In the present study, the bulk density has showed a negative trend with increase in altitude. Sharma et al. (2010) and Hanawalt and Whittaker (1976) have also reported a negative correlation of bulk density with increasing altitude. Generally, bulk density and organic matter are inversely proportional and low bulk density in soil indicates occurrence of higher organic matter content, good granulation, high infiltration and good aeration conversely. Our findings also confirm the above explanation. Bulk density also showed a negative correlation with moisture content; this may be attributed to compaction of soil. Sharma et al. (2010) also reported a negative relationship of bulk density with moisture in central-western Himalayas, India. The current study has also indicated that higher bulk density results in lower SOC stocks at low-altitude forests than at high-altitude forests. Li et al. (2010) have also reported that SOC stock variation could be attributed to SOC concentration or simply due to the spatial variation of soil bulk density. Bulk density differed between the forest floor horizons in the present study and it showed an increasing trend with increase in depth in all forest types. The soil organic matter content was one of the main factors in explaining the bulk density variation in forest floor horizons. At greater depths in the forest floor, there is more mixing with mineral material in the profile, which leads to a higher bulk density (Schulp et al. 2008).
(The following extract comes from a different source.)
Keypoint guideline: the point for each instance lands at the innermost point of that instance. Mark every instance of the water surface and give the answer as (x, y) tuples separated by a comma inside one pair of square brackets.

Soil bulk density showed the significant differences among the forest types. Yimer et al. (2006) have also observed that soil bulk density can be quite variable in different forest types and changes in bulk density in the forest floor can alter SOC stocks. This could be the reasons for the variation in SOC stocks among the forest types as well as the distribution in soil profile in temperate forests of Kashmir Himalayas.

Conclusion

SOC stocks increased significantly with increase in altitude. SOC decreased with increase in soil depth. In contrast, soil bulk density decreased significantly with increase in altitude and increased with increase in soil depth. SOC stocks showed a significant positive correlation with detritus, whereas basal area, density, aboveground biomass, herb and shrub biomass, and soil properties (bulk density and forest floor litter) were negatively correlated with altitude. Our results revealed that the soils of temperate forests of Kashmir Himalayas have greater potential of soil C sequestration particularly at higher altitudes. According to IPCC AR4, the global temperatures will rise by 2–3 °C by the end of this century. Literatures suggested that high-elevation forests of Himalayas are more vulnerable to climate change. We have also found more SOC stocks at higher altitude than at low altitude, in temperate forests of Kashmir Himalayas. So, any further rise in atmospheric temperature will result in decrease of SOC stocks in these forests. The present study suggests that the high-altitude forests should be given more importance in terms of conservation for not only for restoration of biodiversity but also for mitigation of C.